The British High Commissioner to Pakistan, Robert Brinkley, was summoned to meet officials in Islamabad to hear Pakistani objections to the honour but, according to a Foreign Office spokeswoman, relayed Britain's own "deep concern" about comments made by the religious affairs minister, Mohammed Ijaz ul-Haq, in the national assembly yesterday.
Mr ul-Haq appeared to justify a suicide bombing attack in response to Rushdie's knighthood when he told Pakistani MPs that "if somebody has to attack by strapping a bomb to his body to protect the honour of the Prophet, then it is justified." He later said he had been misunderstood.
Today Mr Brinkley "made clear the British Government’s deep concern at what the minister for religious affairs was reported to have said," according the spokesman. “The British Government is very clear that nothing can justify suicide bomb attacks.”
The Pakistani Foreign Ministry said that Mr Brinkley was given copies of resolutions passed unanimously by MPs yesterday condemning Rushdie's knighthood. A spokeswoman said: “He was told the decision by the British Government was contrary to objectives to bring about harmony between the faiths. He was told that the people of Pakistan and Muslims all around the world resent this decision."
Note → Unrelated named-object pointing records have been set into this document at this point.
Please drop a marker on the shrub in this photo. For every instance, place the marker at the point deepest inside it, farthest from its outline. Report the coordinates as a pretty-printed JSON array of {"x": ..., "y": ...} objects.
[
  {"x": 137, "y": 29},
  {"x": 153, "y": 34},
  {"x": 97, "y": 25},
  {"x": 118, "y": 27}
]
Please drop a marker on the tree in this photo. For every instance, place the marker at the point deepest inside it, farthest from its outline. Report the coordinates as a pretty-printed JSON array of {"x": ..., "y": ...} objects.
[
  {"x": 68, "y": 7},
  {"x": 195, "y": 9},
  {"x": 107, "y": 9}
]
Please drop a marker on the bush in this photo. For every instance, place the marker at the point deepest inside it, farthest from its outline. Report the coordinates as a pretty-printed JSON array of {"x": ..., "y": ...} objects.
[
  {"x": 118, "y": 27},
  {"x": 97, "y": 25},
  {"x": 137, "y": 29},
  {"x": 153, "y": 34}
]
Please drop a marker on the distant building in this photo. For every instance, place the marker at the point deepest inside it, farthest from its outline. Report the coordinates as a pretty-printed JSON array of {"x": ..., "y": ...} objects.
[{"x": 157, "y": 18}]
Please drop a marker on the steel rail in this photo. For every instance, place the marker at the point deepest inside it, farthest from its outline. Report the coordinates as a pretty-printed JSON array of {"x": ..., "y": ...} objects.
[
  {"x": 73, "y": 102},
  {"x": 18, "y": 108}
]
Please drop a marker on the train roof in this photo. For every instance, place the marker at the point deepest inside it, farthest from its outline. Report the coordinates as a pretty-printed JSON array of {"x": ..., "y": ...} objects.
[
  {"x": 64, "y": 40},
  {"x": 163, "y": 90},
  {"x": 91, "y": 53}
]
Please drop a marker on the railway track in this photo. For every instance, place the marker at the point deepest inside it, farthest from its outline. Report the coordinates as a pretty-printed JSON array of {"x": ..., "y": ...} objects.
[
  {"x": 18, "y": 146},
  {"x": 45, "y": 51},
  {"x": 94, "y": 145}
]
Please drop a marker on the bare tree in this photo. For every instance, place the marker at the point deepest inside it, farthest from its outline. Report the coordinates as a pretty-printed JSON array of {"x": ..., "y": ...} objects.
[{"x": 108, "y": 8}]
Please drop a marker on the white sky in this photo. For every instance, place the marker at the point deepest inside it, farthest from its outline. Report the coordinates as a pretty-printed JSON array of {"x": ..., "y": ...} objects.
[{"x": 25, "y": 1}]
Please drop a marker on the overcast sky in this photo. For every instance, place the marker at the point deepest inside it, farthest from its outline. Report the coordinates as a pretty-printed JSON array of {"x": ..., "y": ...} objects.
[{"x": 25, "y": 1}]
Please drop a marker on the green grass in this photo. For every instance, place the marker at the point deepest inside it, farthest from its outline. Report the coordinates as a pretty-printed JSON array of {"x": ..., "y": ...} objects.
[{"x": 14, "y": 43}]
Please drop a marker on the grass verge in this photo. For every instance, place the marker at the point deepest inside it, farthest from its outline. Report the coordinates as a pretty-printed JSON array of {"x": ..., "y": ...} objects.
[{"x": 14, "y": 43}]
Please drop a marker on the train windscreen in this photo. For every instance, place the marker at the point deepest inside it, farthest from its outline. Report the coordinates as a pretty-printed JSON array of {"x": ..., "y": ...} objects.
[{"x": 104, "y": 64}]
Britain's diplomatic protest failed to impress the Conservatives, who said the Government should take a stronger stand against the protests that rose against Rushdie's knighthood yesterday. An Iranian extremist group has raised the bounty on Rushdie's head from $100,000 to $150,000 while the Queen's effigy was burned on the streets of Lahore. Today, an Iranian newspaper called the Queen an "old crone".
Paul Goodman, the Tory MP for Wycombe, said that the UK should demand an apology from the highest reaches of the Pakistani government for Mr ul-Haq's comments and compared the Government's response to its quiet stand in the protests over Danish newspaper cartoons that depicted the Prophet Muhammad last year.
“Our own Government should call for such a condemnation without delay," he said. "Instead, there appears to be radio silence on the matter from ministers. It’s Groundhog Day from the Government on incitement from terror: in the aftermath of the Danish cartoon protests in London, ministers stood idly by. It’s the same feeble story today.”
Rushdie remains formally sentenced to death for blasphemy in a fatwa decreed by Ayatollah Khomeini in 1989 but Iran has promised not to implement it. Nonetheless, he remains a figure of loathing for many extremist Muslims for his 1988 novel, The Satanic Verses, in which he depicted a prophet being misled by the Devil.
Radical groups carried on their protests today. The first deputy speaker of the Iranian parliament told cheering MPs: "Salman Rushdie has turned into a hated corpse which cannot be resurrected by any action. The action by the British Queen in knighting Salman Rushdie, the apostate, is an unwise one."
The Iranian daily newspaper, Jomhuri Eslami, linked the knighthood to a party held at the British Embassy in Tehran last week to mark the sovereign's birthday and claimed that British diplomats in the capital knew about Rushdie's honour. The newspaper also hypothesised that the controversial award was designed to draw attention away from late-night antics of Prince William and Prince Harry.
“The queen bitterly felt that while those infamous princes and that playboy of a crown prince do not make for good news, she has to take it onto herself to create headlines to make up for her court’s inferiority complex," the newspaper wrote. “The question is what the old British crone sought by knighting Rushdie: to help him? Well, her act only shortens Rushdie’s pathetic life."
In Lahore, members of Shabab-e-Mill, the youth wing of Pakistan’s radical Jamaat-e-Islami party, burned the Union Jack for the second day running and their leader, Shahid Gilani, said the group had decided "that we will from now on call every dog ’Sir’".